When he stuffed his hands into the pockets of his cargo pants, it made his chest muscles bunch together. She remembered the firmness under her fingers, how the flesh wouldn’t give, even when she pushed. He was built so hard.
“When I went to the bookstore, I found the book you had on your coffee table, and I got it.”
“You did?” she asked, wondering why he’d do that.
“I want to know what you like, what interests you have, what you do on Sunday afternoons. Then I thought maybe you were wondering the same things about me. So that’s why you ordered those videos of me. You were too scared to just ask me.”
Abigail looked down at the counter. God, he knew her too well. The emotions were too much, sending her senses into overload. He was everything she wanted yet always seemed just out of her reach.
“You went to the store,” he said. It wasn’t a question but a disappointment. He started unloading her groceries. The idea of hiding sounded even better now. Sean, Mr. Fit-and-Buff, was going to find the tub of chocolate caramel crunch. The last thing she wanted was for him to think he’d gotten to her. She wanted the damn ice cream because it tasted good, not because he’d been an asshole to her. “Oh damn, I love this stuff!”
Okay, so Mr. Fit-and-Buff loves chocolate caramel crunch. That does not make him absolutely adorable. And hot. And incredibly edible.
“Why do you have dead flowers in your sink?” he asked as he opened the refrigerator door.
Abigail’s heart stopped. “Um, I was pruning my rose bushes and wanted to throw them away.” It was a lame excuse, she knew, but didn’t want to tell him the truth. He’d run.
“Can I throw them out? I need a deep pan, like to boil water in. Where would I find one?”
She didn’t know why he asked when he was already being so nosy, opening and closing cabinets. When he reached up to look in the cabinet above the fridge, the tank top straps stretched to accommodate the muscles on top of his shoulders. Damn, he was gorgeous. And ugly when he was mean. “Sean, why are you here?”

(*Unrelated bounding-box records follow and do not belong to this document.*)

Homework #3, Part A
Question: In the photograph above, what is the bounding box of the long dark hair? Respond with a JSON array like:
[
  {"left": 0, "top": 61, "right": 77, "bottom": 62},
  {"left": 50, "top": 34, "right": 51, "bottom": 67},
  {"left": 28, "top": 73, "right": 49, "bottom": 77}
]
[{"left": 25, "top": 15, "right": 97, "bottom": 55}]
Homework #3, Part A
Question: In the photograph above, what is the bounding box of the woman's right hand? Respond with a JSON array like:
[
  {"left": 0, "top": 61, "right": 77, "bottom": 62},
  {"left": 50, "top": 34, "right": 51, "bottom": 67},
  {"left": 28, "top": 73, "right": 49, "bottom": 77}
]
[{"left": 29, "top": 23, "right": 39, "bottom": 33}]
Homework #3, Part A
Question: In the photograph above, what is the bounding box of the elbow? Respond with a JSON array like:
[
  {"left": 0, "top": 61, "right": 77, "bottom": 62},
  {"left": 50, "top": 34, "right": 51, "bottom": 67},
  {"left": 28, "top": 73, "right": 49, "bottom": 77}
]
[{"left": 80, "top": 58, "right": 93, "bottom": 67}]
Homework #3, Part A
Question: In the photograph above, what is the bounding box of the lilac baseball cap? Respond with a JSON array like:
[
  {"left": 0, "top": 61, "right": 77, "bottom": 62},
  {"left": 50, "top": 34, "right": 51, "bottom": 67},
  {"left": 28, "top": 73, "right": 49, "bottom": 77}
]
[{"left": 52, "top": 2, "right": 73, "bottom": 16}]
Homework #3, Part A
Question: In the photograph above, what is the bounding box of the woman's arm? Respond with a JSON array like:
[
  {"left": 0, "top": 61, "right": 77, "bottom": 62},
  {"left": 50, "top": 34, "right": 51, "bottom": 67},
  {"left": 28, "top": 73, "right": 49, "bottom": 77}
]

The cabinet snapped closed. “Because I’m hungry, and you wanted me to look at your books. Is it down here?”
He had no intention of giving up so easily. She admired that about him, but at the moment, it was starting make her uncomfortable. “I have a pot in the cabinet under the bar. I thought you didn’t want to see me anymore.”
He passed by her again, sending the same zing between her thighs. If he’d just step a bit closer, she could sniff him like a damn dog. He started unpacking the groceries he’d bought. White paper packages, huge potatoes, and ears of corn on the cob covered the bar.
“Do you have gas for the grill out there?”
“Sean, please.” The soft fabric of her T-shirt felt comforting between her fingertips. Her choices were to either fiddle with it or chew on her already too short nails. “This morning, you said—”
“I found it.” He came up with the pot in his hand. “The day after my tenth birthday, I learned that not every kid had as many uncles as I did.” Water splashed into the bottom of the metal pot. “I figured when the police came to the house and took me away, I’d just go stay with one of my uncles. That’s when I learned what an uncle was. My mom didn’t have any brothers.”